Prevalence of pulmonary hypertension in limited and diffuse scleroderma.

STUDY OBJECTIVES: To characterize the prevalence of undiagnosed pulmonary hypertension in patients with limited and diffuse scleroderma.

DESIGN: Prospective cross-sectional study.

SETTING: University-based outpatient clinic.

PATIENTS: Thirty-four consecutive patients with limited (n = 29) or diffuse (n = 5) scleroderma but without the clinical diagnosis of pulmonary hypertension.

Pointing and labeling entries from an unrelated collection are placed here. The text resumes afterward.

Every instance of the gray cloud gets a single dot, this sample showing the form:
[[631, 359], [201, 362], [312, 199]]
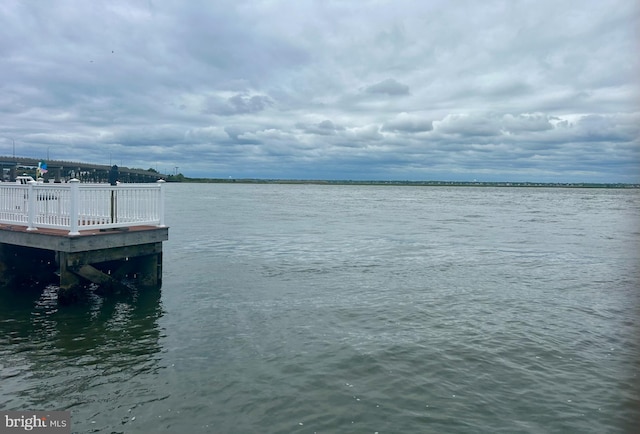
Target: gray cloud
[[409, 90], [388, 87]]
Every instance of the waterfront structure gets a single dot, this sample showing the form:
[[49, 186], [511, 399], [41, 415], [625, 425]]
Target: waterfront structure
[[82, 233]]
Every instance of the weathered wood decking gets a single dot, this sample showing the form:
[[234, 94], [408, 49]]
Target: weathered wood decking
[[103, 252]]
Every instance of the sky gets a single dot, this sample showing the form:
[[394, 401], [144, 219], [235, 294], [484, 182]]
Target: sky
[[455, 90]]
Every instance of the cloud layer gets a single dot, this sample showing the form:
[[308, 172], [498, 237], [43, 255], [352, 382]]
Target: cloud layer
[[370, 89]]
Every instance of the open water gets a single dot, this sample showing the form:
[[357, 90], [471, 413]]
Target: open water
[[353, 309]]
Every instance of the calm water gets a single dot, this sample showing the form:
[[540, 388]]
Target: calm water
[[353, 309]]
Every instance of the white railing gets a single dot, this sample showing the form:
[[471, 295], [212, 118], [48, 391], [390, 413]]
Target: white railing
[[75, 206]]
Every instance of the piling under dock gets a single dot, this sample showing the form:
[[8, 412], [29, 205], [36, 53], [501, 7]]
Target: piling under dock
[[101, 256]]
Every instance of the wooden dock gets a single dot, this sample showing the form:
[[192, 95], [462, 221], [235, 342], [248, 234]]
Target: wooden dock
[[79, 234]]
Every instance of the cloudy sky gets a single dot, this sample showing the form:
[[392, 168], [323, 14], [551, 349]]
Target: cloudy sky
[[492, 90]]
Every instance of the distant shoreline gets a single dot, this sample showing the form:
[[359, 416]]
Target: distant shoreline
[[410, 183]]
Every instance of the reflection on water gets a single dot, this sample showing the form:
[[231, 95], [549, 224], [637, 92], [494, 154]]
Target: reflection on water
[[56, 359]]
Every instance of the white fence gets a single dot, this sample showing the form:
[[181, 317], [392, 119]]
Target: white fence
[[75, 206]]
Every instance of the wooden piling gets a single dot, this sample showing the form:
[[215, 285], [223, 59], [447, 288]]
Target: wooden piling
[[93, 256]]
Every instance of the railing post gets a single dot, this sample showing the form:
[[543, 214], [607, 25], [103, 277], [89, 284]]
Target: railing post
[[162, 182], [74, 207], [31, 204]]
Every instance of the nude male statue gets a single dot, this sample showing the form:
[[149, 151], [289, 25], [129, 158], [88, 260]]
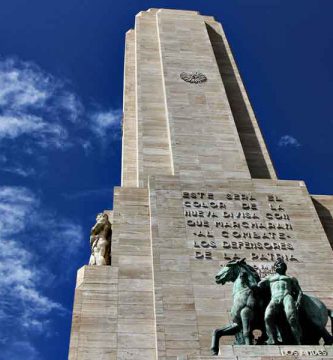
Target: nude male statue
[[286, 296], [100, 241]]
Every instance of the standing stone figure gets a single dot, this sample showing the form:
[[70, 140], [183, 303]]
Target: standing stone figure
[[286, 296], [100, 241]]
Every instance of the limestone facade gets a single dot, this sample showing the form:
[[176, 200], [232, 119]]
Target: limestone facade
[[198, 188]]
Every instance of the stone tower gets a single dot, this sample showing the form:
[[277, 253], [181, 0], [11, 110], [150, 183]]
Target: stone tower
[[198, 189]]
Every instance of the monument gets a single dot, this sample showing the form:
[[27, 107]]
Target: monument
[[198, 197]]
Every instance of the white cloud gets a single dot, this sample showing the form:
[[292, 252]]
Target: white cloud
[[23, 85], [106, 123], [20, 350], [288, 140], [20, 171], [24, 273], [35, 104]]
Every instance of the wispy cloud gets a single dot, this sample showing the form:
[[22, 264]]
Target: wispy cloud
[[288, 141], [20, 170], [89, 192], [23, 273], [39, 112], [35, 104], [106, 123], [20, 350]]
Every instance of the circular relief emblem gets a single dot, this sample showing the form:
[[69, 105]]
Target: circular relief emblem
[[194, 77]]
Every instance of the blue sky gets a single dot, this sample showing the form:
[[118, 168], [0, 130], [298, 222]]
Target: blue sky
[[61, 72]]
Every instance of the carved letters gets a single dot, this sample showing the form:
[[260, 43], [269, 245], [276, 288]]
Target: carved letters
[[236, 223]]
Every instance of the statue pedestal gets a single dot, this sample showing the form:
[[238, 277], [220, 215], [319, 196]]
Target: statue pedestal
[[94, 324], [266, 352]]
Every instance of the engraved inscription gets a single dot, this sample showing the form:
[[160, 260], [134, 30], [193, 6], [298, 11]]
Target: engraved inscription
[[239, 222]]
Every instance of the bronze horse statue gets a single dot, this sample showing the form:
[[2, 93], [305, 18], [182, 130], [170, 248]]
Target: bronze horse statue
[[250, 302], [247, 312]]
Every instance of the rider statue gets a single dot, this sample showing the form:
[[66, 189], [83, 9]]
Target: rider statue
[[286, 296], [100, 241]]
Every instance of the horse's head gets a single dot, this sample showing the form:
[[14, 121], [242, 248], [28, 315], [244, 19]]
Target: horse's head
[[229, 272]]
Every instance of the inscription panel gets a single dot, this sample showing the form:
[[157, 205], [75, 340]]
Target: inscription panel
[[238, 223], [197, 228]]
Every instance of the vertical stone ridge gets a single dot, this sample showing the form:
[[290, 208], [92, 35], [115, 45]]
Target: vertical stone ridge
[[153, 140], [204, 136], [256, 153], [165, 100], [129, 140]]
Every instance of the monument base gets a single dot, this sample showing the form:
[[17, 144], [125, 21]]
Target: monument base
[[268, 352], [94, 322]]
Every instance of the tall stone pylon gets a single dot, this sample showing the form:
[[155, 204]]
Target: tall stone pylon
[[198, 189]]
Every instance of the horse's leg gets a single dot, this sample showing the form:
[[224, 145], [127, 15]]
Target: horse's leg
[[218, 333], [247, 317]]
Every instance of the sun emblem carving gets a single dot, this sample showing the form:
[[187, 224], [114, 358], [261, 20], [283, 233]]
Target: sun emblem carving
[[193, 77]]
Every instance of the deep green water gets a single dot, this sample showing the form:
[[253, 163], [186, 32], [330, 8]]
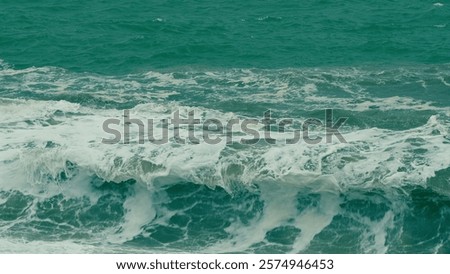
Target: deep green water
[[67, 66]]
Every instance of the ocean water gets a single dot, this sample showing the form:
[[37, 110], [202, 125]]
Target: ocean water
[[67, 66]]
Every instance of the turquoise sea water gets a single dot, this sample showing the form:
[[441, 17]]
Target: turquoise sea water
[[67, 66]]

MEASUREMENTS AND RESULTS: All patients had 12-lead ECGs and two-dimensional and Doppler echocardiograms. The pulmonary artery systolic pressure (PAs) was calculated as the sum of the Doppler transtricuspid pressure gradient and the right atrial pressure as estimated by the caval respiratory index. Thirty-three patients (97%) had adequate spectral signals of tricuspid regurgitation. The velocity of tricuspid regurgitation ranged from 1.6 to 4.5 m/s. The calculated PAs ranged from 15 to 95 (mean +/- SD = 30 +/- 14 mm Hg). Twelve patients (35% of the total cohort) had pulmonary hypertension defined as PAs of 30 mm Hg or greater.

CONCLUSIONS: Undiagnosed elevation of PAs is common in patients with scleroderma. Noninvasive assessment of PAs can be performed accurately in most patients independent of clinical signs of pulmonary hypertension. If successful treatment strategies are identified, it may be possible to identify patients early in the development of pulmonary hypertension and intervene before significant end-organ damage occurs.